Nach dem Mittagessen dann Ausflug in das Militär-Übungsdorf „Bonnland“. Früher haben dort Menschen gewohnt, jetzt steht es leer und dient als Kulisse für Panzer- und Patronen-Spielchen. Wir lernen in einem sogenannten „Beschussgarten“ die Wirkung von Geschossen kennen (Beton okay, Sandsack super) und stellen fest wo man überall Sprengstoff verstecken und auslösen kann: Mit Lichtschranke auf Treppen, als Handgranate mit Stolperdraht, unter dem Teppich, in einem Kugelschreiber, sogar in einem Plattenspieler. Es gibt auf diesem Truppenübungsplatz eine Art Haus des Horrors, in dem die ganzen Explosionsauslösetricks ausgestellt sind. Besonders krass: Ein Bild hängt schief an der Wand, man will es gerade aufhängen. Ein Zünder wird ausgelöst. Bumm. Krass.

Dann gehen wir mit Helm und Kevlar-Weste in das Kampfdorf und üben, wie man sich verhält, wenn auf einen geschossen wird: Auf den Boden! Bei Explosion: Mit den Füßen Richtung Explosionsquelle, Hände über den Kopf und Mund aufmachen (!). Sonst platzt die Lunge.
Im Dorf dürfen junge Bundeswehrsoldaten in die Rolle der Dorfbevölkerung schlüpfen – sie spielen besoffene Penner, vor denen ich Reißaus nehme, junge Dorfkicker, die erst festgenommen und dann von Scharfschützen erschossen werden. Wir müssen einmal durch das Dorf laufen. Und immer wieder wird auf uns geschossen – runter auf den Boden, oder hinter die Mauer, ach nee, doch nicht, da liegt ja eine Mine. Eine Party zu der wir eingeladen werden, entpuppt sich als Selbstmordbomber-Falle und unsere ganze Journalistentruppe stirbt 1000 theoretische Tode.

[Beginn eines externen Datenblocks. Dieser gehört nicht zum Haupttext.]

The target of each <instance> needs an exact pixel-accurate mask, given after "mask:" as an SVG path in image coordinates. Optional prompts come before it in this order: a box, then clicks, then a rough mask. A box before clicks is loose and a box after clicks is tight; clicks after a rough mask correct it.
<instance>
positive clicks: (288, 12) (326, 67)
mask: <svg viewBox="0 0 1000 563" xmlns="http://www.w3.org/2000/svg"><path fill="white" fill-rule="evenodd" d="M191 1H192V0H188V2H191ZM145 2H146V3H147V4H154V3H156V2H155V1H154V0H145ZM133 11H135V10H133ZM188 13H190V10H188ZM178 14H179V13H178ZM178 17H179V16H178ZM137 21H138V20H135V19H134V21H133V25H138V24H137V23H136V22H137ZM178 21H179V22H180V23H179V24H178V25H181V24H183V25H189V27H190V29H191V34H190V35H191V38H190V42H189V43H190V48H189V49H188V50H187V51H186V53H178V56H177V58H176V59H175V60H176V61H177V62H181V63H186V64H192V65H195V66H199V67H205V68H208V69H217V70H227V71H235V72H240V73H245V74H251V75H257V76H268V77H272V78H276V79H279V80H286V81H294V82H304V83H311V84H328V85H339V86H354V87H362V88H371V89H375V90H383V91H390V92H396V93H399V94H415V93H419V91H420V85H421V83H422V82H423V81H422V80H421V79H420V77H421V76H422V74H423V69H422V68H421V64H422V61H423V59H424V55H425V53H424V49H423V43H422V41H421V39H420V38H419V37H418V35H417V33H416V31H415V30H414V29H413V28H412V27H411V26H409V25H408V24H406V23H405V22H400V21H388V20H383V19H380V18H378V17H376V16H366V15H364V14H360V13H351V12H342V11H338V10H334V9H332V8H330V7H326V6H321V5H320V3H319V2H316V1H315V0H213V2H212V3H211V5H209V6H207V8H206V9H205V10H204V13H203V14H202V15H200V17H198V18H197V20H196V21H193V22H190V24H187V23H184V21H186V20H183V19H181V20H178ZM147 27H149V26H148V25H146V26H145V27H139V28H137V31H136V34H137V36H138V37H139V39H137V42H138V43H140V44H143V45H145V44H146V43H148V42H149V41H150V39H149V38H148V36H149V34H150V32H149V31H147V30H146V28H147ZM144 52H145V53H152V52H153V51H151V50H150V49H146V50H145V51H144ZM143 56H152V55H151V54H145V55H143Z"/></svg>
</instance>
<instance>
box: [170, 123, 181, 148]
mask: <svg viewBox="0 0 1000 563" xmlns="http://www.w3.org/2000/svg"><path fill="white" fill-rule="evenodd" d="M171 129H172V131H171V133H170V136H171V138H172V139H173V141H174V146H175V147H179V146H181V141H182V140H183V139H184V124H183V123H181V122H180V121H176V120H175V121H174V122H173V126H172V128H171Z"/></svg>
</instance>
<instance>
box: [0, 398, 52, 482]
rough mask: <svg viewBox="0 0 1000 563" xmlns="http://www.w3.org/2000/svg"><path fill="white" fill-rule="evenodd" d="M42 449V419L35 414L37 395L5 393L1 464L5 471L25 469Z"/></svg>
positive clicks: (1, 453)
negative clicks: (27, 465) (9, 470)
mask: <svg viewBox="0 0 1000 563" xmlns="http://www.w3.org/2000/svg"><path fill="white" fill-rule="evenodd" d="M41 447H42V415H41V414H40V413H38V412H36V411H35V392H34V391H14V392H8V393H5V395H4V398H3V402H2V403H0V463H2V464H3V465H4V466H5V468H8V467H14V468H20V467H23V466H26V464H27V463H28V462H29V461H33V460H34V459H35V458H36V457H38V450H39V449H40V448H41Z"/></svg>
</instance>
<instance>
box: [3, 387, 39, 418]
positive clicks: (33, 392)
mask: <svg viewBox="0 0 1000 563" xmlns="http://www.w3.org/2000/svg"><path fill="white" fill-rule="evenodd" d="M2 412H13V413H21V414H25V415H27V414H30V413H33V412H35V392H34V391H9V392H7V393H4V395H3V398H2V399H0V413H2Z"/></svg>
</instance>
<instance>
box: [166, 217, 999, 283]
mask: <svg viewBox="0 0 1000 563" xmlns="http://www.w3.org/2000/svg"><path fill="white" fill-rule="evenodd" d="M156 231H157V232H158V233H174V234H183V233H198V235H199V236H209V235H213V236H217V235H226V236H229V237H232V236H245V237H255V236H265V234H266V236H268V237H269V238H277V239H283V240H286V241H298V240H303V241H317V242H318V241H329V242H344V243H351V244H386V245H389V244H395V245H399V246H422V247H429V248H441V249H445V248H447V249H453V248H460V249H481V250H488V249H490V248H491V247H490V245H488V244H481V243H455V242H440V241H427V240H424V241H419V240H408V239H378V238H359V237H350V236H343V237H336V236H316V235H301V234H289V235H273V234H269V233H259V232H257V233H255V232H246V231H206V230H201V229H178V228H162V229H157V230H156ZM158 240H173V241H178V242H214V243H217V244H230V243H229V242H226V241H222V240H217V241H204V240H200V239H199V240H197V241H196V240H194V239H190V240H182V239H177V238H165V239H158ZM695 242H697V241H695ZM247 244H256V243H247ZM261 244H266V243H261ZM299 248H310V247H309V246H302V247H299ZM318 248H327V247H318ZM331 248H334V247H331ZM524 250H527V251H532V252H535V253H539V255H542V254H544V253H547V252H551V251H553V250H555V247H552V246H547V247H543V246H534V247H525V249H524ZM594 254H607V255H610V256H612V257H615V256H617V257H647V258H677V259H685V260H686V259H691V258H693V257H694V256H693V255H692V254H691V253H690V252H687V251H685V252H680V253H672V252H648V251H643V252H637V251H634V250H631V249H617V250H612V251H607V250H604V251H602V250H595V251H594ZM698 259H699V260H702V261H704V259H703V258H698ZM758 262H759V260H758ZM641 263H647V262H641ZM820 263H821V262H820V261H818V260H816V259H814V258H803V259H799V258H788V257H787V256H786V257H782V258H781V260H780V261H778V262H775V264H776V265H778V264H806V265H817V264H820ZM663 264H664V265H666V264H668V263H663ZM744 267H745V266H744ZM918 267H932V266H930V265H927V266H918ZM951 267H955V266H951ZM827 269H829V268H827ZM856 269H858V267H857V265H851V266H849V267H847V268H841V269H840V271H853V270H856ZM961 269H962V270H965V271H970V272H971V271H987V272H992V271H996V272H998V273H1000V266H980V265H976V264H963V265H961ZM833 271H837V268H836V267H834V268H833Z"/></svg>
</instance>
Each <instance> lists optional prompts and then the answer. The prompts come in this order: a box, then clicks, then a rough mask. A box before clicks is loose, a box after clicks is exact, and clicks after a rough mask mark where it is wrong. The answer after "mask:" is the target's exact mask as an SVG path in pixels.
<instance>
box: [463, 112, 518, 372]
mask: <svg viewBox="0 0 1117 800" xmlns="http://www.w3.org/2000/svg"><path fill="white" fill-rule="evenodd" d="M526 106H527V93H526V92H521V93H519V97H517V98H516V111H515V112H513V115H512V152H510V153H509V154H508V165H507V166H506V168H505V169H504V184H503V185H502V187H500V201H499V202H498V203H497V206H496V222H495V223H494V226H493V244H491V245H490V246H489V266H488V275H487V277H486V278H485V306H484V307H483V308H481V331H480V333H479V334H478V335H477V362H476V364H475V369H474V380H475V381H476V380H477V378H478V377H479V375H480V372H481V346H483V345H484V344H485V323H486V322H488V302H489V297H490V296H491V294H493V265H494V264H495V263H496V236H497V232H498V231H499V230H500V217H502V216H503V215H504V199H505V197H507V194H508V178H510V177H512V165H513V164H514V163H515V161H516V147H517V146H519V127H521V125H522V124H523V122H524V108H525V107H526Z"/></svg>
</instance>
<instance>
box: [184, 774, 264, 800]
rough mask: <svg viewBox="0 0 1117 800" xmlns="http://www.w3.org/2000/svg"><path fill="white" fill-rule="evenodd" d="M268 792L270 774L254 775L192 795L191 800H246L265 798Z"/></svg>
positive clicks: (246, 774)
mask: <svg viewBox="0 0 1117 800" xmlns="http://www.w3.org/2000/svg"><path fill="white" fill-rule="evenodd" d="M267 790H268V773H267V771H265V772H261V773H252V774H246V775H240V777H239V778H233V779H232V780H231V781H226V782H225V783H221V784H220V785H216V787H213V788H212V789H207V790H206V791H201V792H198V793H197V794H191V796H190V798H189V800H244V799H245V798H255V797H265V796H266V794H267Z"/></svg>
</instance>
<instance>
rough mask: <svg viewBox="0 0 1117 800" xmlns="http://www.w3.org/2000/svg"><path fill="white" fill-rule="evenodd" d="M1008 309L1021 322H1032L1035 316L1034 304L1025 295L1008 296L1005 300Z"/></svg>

Hammelburg Tag 1: Zentraler Meldekopf



Ankommen in der Kaserne, wir müssen uns beim sogenannten „Zentralen Meldekopf“ melden. Dort sitzt ein älterer Mann und gibt mir Unterlagen, „zum Durchkämpfen“ . Bundeswehr, ein Ort der Komik? Die Auswahl der Leih-DVDs ist jedenfalls passend: Neben „The Art of War“ oder „Sniper“ gibt es auch „Traumschiff Surprise“. Wir wohnen in einer Kaserne, Panzer überall, Menschen mit kurzen Haaren und Uniform. Abendessen beim Italiener außerhalb der Kaserne, dort ist Weinfest. Die Band spielt den Ententanz und die Bedienung in der Pizzeria ist so perplex von der Spendabilität unserer Gruppe (wir haben jeder ca 1 Euro Trinkgeld gegeben), dass sie uns einen Schnaps ausgibt. Abends schlafe ich in Bettwäsche ein, auf der "Bund" steht. Alles muss beschriftet sein.

Hammelburg Intro

Mit der Journalistenschule kommt man rum. Zum Beispiel in das Seminar Krisen- und Kriegsberichterstattung. In einer Kaserne im bayerischen Nirgendwo (Hammelburg) sollen wir lernen, wie man Gewehrsalven entkommt, mit Bewohnern zerbombter Dörfer redet und dabei stets objektiv die Krisen der Welt ethisch einwandfrei begleitet.